Steelers 7th Round Compensatory Pick History

The Pittsburgh Steelers will receive a 7th round compensatory draft pick in the 2015 NFL Draft. Compensatory draft picks were byproduct of the first CBA that came in the wake of the Freeman-McNeil verdict, which brought free agency to the NFL.

The NFL has never released the formula it uses to determine compensatory draft picks, but it is based on the difference between the number of players a team lost, where they were drafted, and how large a contract they signed for vs. the number of players a team signs and the contract value of those signings.

In a nutshell, when you balance the losses of Emmanuel Sanders, Al Woods, Ziggy Hood and Jerricho Cotchery against the signings of Mike Mitchell, Lance Moore, Cam Thomas, Brice McCain, and Darrius Heyward-Bey the Steelers merit an extra 7th round pick.

  • Getting an extra 7th round pick might seem like a kid getting an extra fireball added to a Halloween basket, but it is nothing to scoff at.

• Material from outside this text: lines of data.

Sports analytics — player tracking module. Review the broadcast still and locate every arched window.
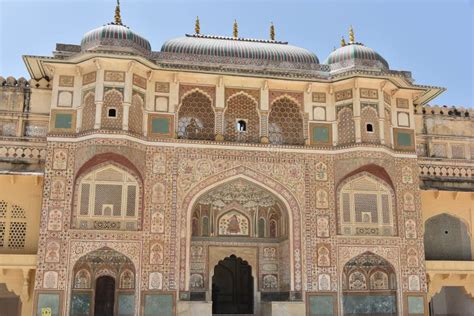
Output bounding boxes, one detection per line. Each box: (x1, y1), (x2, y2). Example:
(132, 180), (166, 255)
(337, 106), (355, 145)
(224, 94), (260, 143)
(258, 218), (265, 238)
(202, 216), (209, 237)
(191, 179), (288, 238)
(338, 173), (396, 236)
(268, 97), (304, 145)
(178, 91), (215, 140)
(341, 252), (398, 315)
(75, 165), (139, 230)
(74, 269), (91, 289)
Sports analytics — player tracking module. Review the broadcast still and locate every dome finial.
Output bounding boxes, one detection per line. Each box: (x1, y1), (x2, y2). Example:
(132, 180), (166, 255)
(194, 16), (201, 34)
(233, 20), (239, 38)
(115, 0), (122, 25)
(270, 22), (275, 41)
(349, 25), (355, 43)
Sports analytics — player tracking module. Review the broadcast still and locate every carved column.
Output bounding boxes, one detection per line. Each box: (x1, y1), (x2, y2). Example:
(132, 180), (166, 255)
(94, 68), (104, 129)
(122, 68), (133, 131)
(352, 79), (362, 143)
(260, 81), (270, 144)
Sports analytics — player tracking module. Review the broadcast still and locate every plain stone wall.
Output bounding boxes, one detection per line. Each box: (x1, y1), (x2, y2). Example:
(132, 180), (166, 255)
(424, 214), (471, 260)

Yes the Steelers have certainly cut more 7th round picks, compensatory or not, than they’ve either added to the roster or even the practice squad. But there have been exceptions and the Steelers 7th round compensatory pick history shows this is hardly an empty gesture.

Notable 7th round picks during the Kevin Colbert era include:

  • Kelvin Beachum, currently the team’s starting left tackle
  • David Paulson, who made the roster as a rookie and played another season
  • David Johnson, who made a career as a hybrid tight end/fullback
  • Brett Keisel, a man whose contributions to the Steelers need no elaboration

Of the quartet, only Brett Keisel was a pure 7th round draft pick. Beachum was a 7th round compensatory selection as was Paulson and so most likely was Johnson.

During every NFL Draft there are good players to be found in every round. The Steelers are unlikely to find a future star, immediate starter, or even immediate back up with their 7th round compensatory selection, but Kevin Colbert’s record shows he can find value even at the tail end of the draft.